5. I let my head get in my way. Er, I set myself up for failure.
And I wasn’t the only one. We all knew–all of us on crew who had done a 48 before–that the time constraints create a lot of stress, split-second decisions and sometimes really bad films. Films are not necessarily meant to be made in that short of a time period. And that’s OK.
But my head told me that if we created anything less than a good film I was failing my team, my husband (he is the reason we actually did this contest this year) and myself.
I’m the writer. I’m the director. I’m in charge. What goes wrong is on me. What goes right is on my team.
If I did my job right, our film should’ve been the best film of the weekend. But it wasn’t. So I was a failure.
And this feeling pervaded me Saturday night, even before I saw the totally finished project. And that feeling stopped me from innovating. We could’ve called Anna (actress who played Franky) and Alex and shot some more. Both of them were more than ready to help out and make the film great.
But I gave up on the film half-way through. I let my head get in the way.

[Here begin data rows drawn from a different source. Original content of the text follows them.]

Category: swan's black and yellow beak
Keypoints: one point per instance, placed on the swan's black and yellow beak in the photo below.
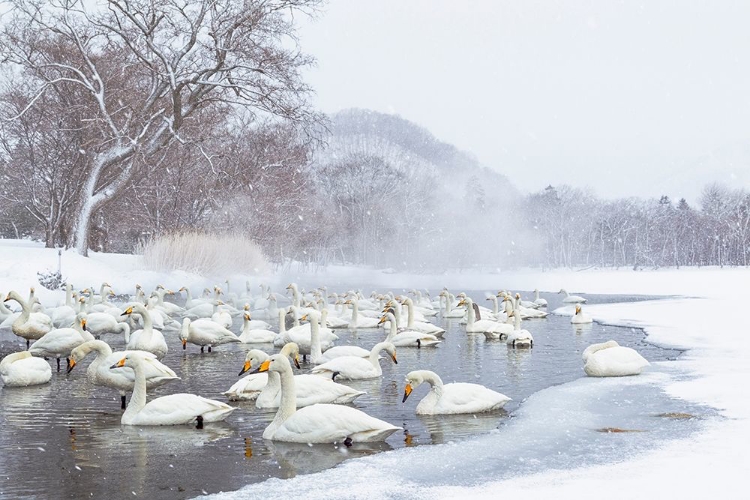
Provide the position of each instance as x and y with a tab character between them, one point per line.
407	391
245	368
119	364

6. I let the failures and mistakes knock me down.
I failed me. And instead of laughing it off, realizing that it happens and moving on, I let it get me down.

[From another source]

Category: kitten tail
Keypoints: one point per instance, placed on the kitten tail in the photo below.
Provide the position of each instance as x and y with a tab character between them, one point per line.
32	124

Every day this past week was a struggle between asking for feedback and wishing I never had to pick up a camera or a script again. Every day my husband Joshua (yes, the hot guy who got away in the film, that one’s my constant encouragement) tried his best to get me up and over. And every day I wanted to.
But it wasn’t until last night, when nearly everything failed all week leading up to the most epic failure of all, that I realized that it doesn’t matter how many times we fail. It doesn’t matter if I can’t seem to get things right, whether it’s work related or otherwise. It doesn’t matter if I disappoint people sometimes.
That’s gonna happen. It’s inevitable.
But I have a Hope, and I have a lovely partner named Joshua, and I have a family, a team, a community, and a whole stinkin’ horde of individuals who want to see me succeed. And not just me, but my people.
Not because we’re the best (we aren’t, the team that won the contest is hands down some of the most talented filmmakers I’ve ever had the blessing to meet).
Not because we deserve it.
It’s because we love it. And we want everyone else to love it too, whether they be audience, cast or crew.
At the moment we’re the John Hammond of filmmaking. But maybe someday we’ll be Joss Whedon. Or Steven Spielberg. Or Christopher Nolan. Or Joe Wright. Or JJ Abrams. Or Katheryn Bigelow. Or Debra Granik. Or Catherine Hardwicke.